Created attachment 527244 [details, diff] multi backend patch It'd also make hacks like this less of a hack (I think) https://github.com/anyc/steam-overlay/blob/master/net-libs/libcurl-debian/libcurl-debian-4.ebuild
I first looked at the curl configure.ac file, which didn't seem to preclude multiple backends (though we can define a default if we wish). Then I just google'd around, https://curl.haxx.se/mail/lib-2017-08/0120.html was found. https://curl.haxx.se/libcurl/c/libcurl-env.html shows the envvar that's used to define the backend you want to use.
(In reply to Matthew Thode ( prometheanfire ) from comment #1) > I first looked at the curl configure.ac file, which didn't seem to preclude > multiple backends (though we can define a default if we wish). Then I just > google'd around, https://curl.haxx.se/mail/lib-2017-08/0120.html was found. > https://curl.haxx.se/libcurl/c/libcurl-env.html shows the envvar that's used > to define the backend you want to use. I'm not sure switching between backends with an envvar is such a good idea. Can you give me a use case where we would want to switch between ssl providers with an envvar?
It's not just an envvar (I think). Some things (spotify) seems to want libcurl-gnutls (at least the debian package by that name), so I think it makes sense to optionally have that machinery around to be called upon if a package requires it. It'd be nice not to have to deal with use flag conflicts. This is done via https://curl.haxx.se/libcurl/c/curl_global_sslset.html As far as using the client side and selecting the env-var, it can be useful to access the different back-end features. https://curl.haxx.se/docs/ssl-compared.html
(In reply to Matthew Thode ( prometheanfire ) from comment #3) > It'd be nice not to have to deal with use flag > conflicts. > > This is done via https://curl.haxx.se/libcurl/c/curl_global_sslset.html > right that's the advantage, but isn't it going to be a pita for users to set some global variable to make sure they get the provider they want? i haven't looked into this carefully, but i think we're going to need a better view of just what will be required of our users to implement this. none of the links you've give really answer those questions.

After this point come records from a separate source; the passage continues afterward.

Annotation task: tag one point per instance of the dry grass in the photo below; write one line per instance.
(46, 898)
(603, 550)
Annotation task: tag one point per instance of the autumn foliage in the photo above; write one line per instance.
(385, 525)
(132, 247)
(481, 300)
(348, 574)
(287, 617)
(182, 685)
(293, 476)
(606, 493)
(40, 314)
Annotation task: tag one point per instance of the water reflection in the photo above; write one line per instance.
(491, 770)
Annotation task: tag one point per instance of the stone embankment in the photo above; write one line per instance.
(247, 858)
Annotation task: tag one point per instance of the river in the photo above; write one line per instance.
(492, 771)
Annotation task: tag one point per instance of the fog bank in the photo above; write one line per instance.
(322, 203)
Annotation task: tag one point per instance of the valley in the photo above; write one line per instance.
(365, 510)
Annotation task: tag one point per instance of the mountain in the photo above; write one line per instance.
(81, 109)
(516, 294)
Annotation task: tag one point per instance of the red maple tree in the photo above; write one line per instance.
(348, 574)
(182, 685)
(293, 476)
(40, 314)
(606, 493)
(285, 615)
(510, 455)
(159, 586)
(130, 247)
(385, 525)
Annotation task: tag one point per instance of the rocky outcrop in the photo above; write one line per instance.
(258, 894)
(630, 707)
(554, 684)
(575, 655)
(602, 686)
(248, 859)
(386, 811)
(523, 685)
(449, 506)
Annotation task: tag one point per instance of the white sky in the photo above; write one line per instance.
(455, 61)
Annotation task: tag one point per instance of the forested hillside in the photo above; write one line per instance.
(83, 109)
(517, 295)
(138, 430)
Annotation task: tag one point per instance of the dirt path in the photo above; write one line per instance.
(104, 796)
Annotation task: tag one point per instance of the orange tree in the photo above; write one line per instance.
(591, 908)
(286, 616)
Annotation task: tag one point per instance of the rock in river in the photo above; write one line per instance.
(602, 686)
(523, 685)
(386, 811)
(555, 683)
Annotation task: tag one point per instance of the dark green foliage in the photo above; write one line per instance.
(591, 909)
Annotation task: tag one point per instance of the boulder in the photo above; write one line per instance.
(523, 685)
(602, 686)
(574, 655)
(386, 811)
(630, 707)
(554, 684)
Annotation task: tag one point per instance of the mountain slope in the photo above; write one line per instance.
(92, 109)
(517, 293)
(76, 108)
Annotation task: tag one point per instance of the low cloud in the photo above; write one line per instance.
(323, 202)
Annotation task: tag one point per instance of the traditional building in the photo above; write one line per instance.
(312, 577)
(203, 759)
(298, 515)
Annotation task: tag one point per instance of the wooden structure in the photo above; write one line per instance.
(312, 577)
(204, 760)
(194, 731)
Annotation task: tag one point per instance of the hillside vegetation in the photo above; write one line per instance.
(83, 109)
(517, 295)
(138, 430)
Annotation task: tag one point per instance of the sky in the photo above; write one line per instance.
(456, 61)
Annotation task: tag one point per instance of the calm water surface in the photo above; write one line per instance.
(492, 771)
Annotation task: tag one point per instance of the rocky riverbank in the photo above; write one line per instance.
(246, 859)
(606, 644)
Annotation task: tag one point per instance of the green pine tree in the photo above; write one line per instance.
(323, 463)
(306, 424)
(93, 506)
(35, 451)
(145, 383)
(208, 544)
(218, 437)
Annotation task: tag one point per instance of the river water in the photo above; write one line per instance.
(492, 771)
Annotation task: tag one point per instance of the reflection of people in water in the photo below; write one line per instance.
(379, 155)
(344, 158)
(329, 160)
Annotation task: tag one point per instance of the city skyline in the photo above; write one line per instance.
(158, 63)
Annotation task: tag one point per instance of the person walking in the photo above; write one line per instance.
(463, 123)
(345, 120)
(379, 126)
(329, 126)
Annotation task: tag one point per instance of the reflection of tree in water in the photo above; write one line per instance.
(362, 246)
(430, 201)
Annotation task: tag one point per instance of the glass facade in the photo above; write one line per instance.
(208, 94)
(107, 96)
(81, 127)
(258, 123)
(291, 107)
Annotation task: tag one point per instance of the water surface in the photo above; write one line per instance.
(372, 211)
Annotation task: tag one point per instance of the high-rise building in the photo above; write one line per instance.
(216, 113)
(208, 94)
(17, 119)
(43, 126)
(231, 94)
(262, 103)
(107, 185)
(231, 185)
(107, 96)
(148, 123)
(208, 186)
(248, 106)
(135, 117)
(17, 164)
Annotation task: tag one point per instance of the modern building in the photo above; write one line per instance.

A defailt can either be defined via env.d or at build time with --with-default-ssl-backend=gnutls (or something).
(In reply to Matthew Thode ( prometheanfire ) from comment #5) > A defailt can either be defined via env.d or at build time with > --with-default-ssl-backend=gnutls (or something). okay but right now you don't have any of that in there. the ideal would be to have a multissl USE flag. If the flag is off, we retain the current behaviour. If its on, then we must make sure that its easy for the user to control the backends. an env.d file could do that.
the discussion on the list didn't seem to resolve anything and I'm still worried that this will introduce maintenance nightmares for people. if you come up with a clearer solutions along the lines of comment 5, with all the proper working pieces in there, then we can look at this again.